What’s this? Ran out of real ale! The busiest jazz night of the year so far and not enough ale. As I said earlier, a near-perfect gig…

However, suitably sedated with a bottle of Wylam Brewery’s Bohemia, beverages became a back number as the Big Band bounced back with Benny Golson’s Whisper Not. Toms, Kerridge, Lamb, Pawel, Summers and one of the ‘bones led the charge to the line.

Pronk had Pawel pronking whilst Between the Devil and the Deep Blue Sea saw the saxes play a perfectly balanced chorus that drew the applause – as did David Barnes’ trombone solo.

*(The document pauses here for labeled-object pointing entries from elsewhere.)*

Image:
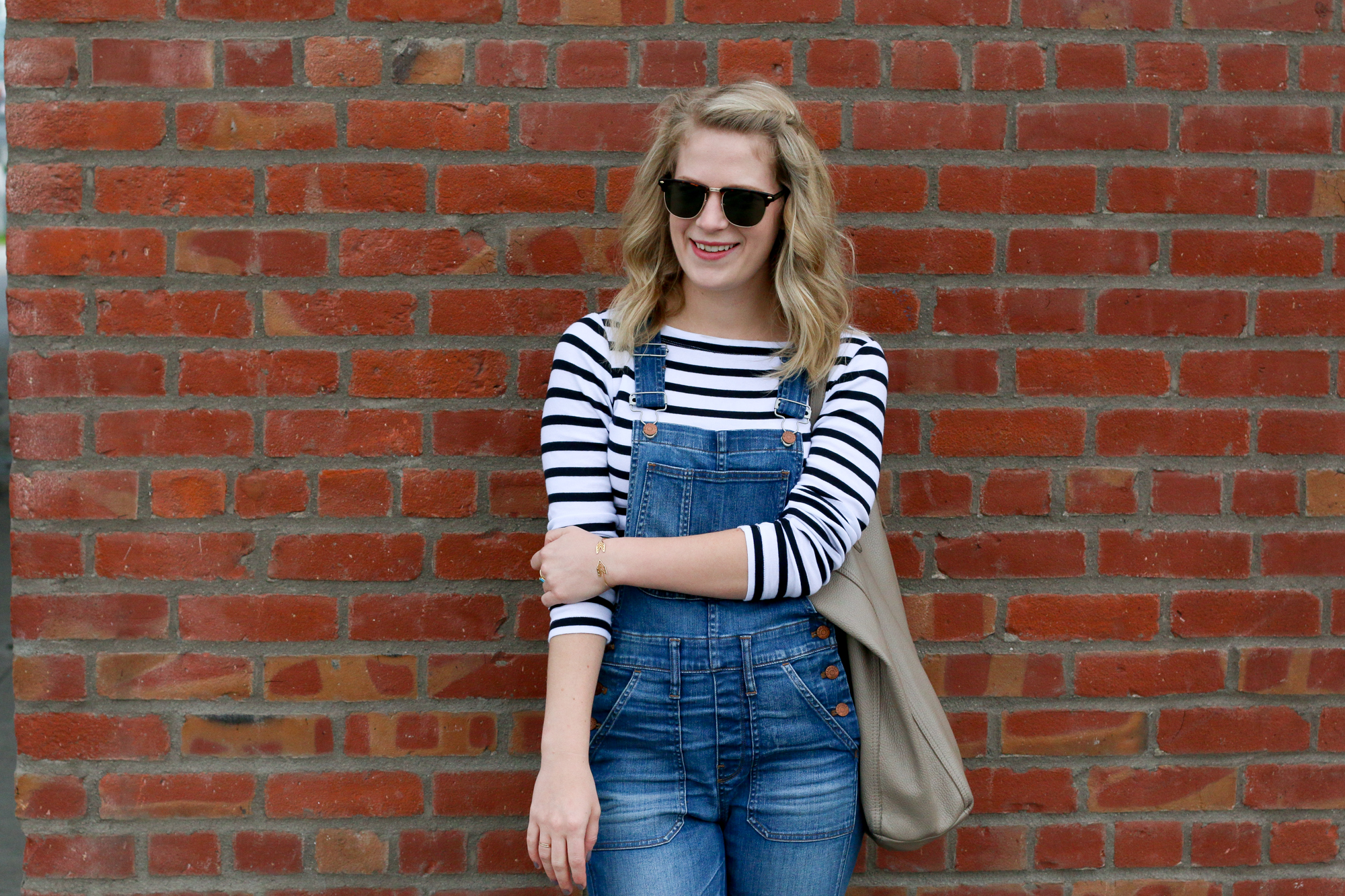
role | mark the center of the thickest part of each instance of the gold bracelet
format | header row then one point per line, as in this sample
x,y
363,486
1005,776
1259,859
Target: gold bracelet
x,y
601,548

Minor’s Holiday featured Bruce, Kerridge and some fine drumming from Tom Chapman – first time I’ve heard him with the band.

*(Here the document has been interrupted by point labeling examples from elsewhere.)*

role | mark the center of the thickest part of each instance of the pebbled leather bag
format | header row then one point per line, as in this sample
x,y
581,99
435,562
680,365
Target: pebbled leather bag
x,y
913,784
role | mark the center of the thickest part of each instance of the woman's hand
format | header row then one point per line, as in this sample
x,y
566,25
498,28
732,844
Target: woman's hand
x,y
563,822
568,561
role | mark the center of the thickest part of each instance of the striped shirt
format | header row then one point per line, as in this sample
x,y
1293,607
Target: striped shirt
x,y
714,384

You Can’t Go Home Again, a Don Sebesky number recorded by Chet Baker and Paul Desmond, had Bruce switching from flugel to trumpet and back again. I Love You, a straight ahead swinger.

F’reez returned for Gambling Man Blues and On a Clear Day.

Bruce played Ozone Friendly then One Note at a Time.

This latter number was a real blast featuring Adams, Tanton and Lamb so no pressure on our lads! They acquitted themselves well, not trying to beat Bruce at his own game but capitalising on their own strengths.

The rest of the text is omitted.